NHS England has now published the full consultation report and has announced some changes to which procedures are included, ending collection of PROMs data relating to varicose vein and groin hernia operations.
The consultation recorded a wide range of views on PROMs, from those highlighting the burden of the current national collections, to those underlining their importance. While many champion PROMs for ensuring that patients have a direct say in how the quality of their care is determined, some feel that the process does not go far enough in measuring what is most important to patients.
Respondents identified the main purposes of PROMs as demonstrating the effectiveness of treatments by providing evidence of health gain, and providing information to reduce variation in care by highlighting where there are differences between organisations.
The consultation gathered evidence of PROMs being used in innovative and effective ways to improve the delivery of services, to inform the allocation of commissioning resources, and by Patient Participation Groups to raise questions about care quality. While this is good practice, it is clear that in many cases the potential of PROMs is not being realised in these ways.
The availability and presentation of the data is seen as a particularly significant barrier to the wider use of PROMs results, with many finding the current published products difficult to access, interpret and act upon. The time taken to produce results is also recognised as a barrier to their use in service improvement.
Many identified the fact that PROMs are currently collected on paper as an issue. By making results available in real time, electronic collection could in principle facilitate many new uses of PROMs, while still ensuring that results can be reported at the national level.
Mixed views were expressed about the continuation of the existing PROMs programme, but the hip and knee replacement PROMs were broadly identified as providing useful data about different aspects of these treatments. The varicose vein and groin-hernia collections, by contrast, are overall viewed as less useful so we are removing the burden on NHS organisations of continuing to collect this data.
We have taken into account that:
Surgical treatment of varicose veins is currently much less frequent and the condition is usually not a major cause of patient debility;
Groin hernia surgery is offered mainly to reduce the risk of requiring emergency surgery, rather than to relieve symptoms, which are often relatively minimal. This, along with the fact that there is no condition-specific measure for groin-hernia surgery, means the existing PROM has limited value.
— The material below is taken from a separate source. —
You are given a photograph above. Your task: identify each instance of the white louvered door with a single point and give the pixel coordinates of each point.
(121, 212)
NHS England will continue with hip and knee surgery PROMs collections and is working with NHS Digital to make the national data on them easier to use as well as to provide a range of automated outputs that are tailored to the needs of trusts, CCGs and other users.
The mandatory varicose vein surgery and groin-hernia surgery national PROMs collections ended on 1st October, though providers who want to continue them as a local initiative can still do that.
The consultation has been really important in identifying the best ways to take this programme forward and we are very grateful to everyone who took the time to give their views and expertise.